25 avril 2009
Chris Cornell : Scream.
Ne connaissant Audioslave que pour son fameux Be Yourself qui à chaque fois que je l’entends fait toujours plaisir à mes oreilles, je n’ai pas eu la chance de prendre une douche froide avec l’album de leur ex chanteur Chris Cornell. Entre le rock alternatif d’Audioslave et ce que nous propose Cornell, il n’y a pas photo. En quête de nouveautés musicales à me mettre sous la dent, je suis partie à l’aventure avec cet album, malheur à moi!
Scream donne envie de hurler comme l’indique si bien son nom, c’est un concentré d’insipidité. Cornell prend un virage à cent quatre vingt degrés dans cet album très R&B. Les dernières notes de chaque titre correspondent aux premières du titre suivant.

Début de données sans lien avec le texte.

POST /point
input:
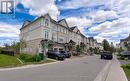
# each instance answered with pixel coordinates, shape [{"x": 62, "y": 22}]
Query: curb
[
  {"x": 27, "y": 66},
  {"x": 104, "y": 72}
]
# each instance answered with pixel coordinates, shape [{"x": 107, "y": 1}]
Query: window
[
  {"x": 46, "y": 22},
  {"x": 46, "y": 34},
  {"x": 61, "y": 40}
]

Si on peut reconnaître à cette « assemblage » une certaine originalité, il reste handicapant et accentue une impression de répétition. A lire les témoignages de fans, le Chris Cornell d’Audioslave se serait effacé pour laisser place à un pathétique chanteur pondeur de bouse. Ce qui saute aux yeux, c’est le flagrant aspect commercial de cet album. Tout y est académique, tout est standardisé et lorsque j’ai entendu certains morceaux je me croyais revenue des années en arrière.

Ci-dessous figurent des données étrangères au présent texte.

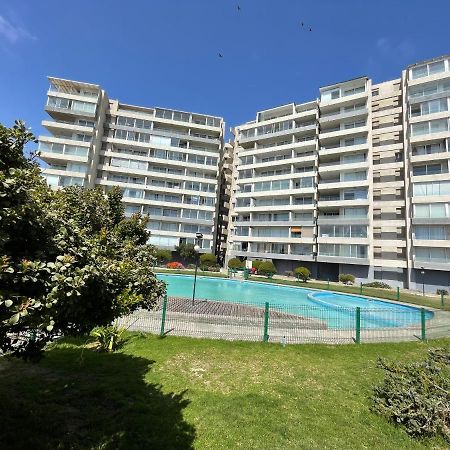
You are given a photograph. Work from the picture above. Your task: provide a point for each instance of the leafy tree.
(207, 260)
(116, 208)
(302, 273)
(66, 264)
(187, 252)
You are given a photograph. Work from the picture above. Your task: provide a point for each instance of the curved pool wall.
(337, 310)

Part Of Me, chanson électro/ R&B qui ouvre les hostilités nous rappelle la raison d’être de cet album : le fric. On le sait la salope fait vendre aujourd’hui, dixit le refrain « that bitch ain’t part of me », surtout avec des mélodies bidouillées sur mesure pour se déhancher en boîte. J’avoue, je me suis laissée prendre au piège des beats électros et je n’ai pu réprimer des hochements de tête - si si mais je n’ai pas été plus loin. J’ai du mal à croire que un type comme Timbaland ait pu produire une merde pareille, surtout lui qui nous avait habitué à des sons plus créatifs, c’est davantage du recyclage. Les tords sont partagés sur ce coup et les propos qui vont suivre vont sûrement faire certains sauter au plafond car ils sont assez ghettoïsant. Franchement, les chanteurs R&B blancs qui ne pondent pas de la soupe se font rares et, Justin Timberlake ayant réussit à passer entre les mailles du filet en est la preuve. Du côté des chanteurs noirs, on retrouve aussi des nullités, je le reconnais. Akon en est le parfait exemple. Tout ça pour vous dire que produire un artiste blanc qui prétend faire du R&B après des années rock’n roll est très risqué et même si il y a du Timbaland là dessus (et surtout lorsque ça sent le réchauffé), quand le talent est inexistant rien n’y fait, prenez pour preuve l’échec cuisant de M.Pokora.
Passé les cinq premiers morceaux, on tombe sur Never Far Away qui fait penser à un mariage entre Gavin Rossalde et une touche d’Akon -d’ailleurs plusieurs morceaux sont les fruits de cette union improbable. Le refrain donne un léger intérêt à la chanson tout en l’embourbant dans le conformisme et, c’est avec ce titre que Cornell donne le la à une seconde partie d’album mi rock mi R&B. Loin d’être originale, Enemy se laisse tout de même écouter avec ce mélange pop rock /R&B agrémenté de guitares électriques comme je les aime. Watch Out fait effet avec beats entraînants si on ne prête pas attention à ce refrain agaçant avec ses « pick it up, watch out » et qu’on fait abstraction de certains effets marteau piqueur. Two Drink Minimum qui clôt l’album se démarque avec ses accents rock/blues et si je n’y ai pas accroché, le timbre enroué de Cornell a l’avantage de pas y être étouffé par des effets sonores où se joignent des guitares électriques.
Que Chris Cornell retourne faire du rock et laisse le R&B à ceux qui savent en faire, merci.
Commentaires
Son premier album était déjà pas top, je me demande où il est tombé, sans pour autant avoir envie d'écouté cet album. Quel dommage, soundgarden quoi!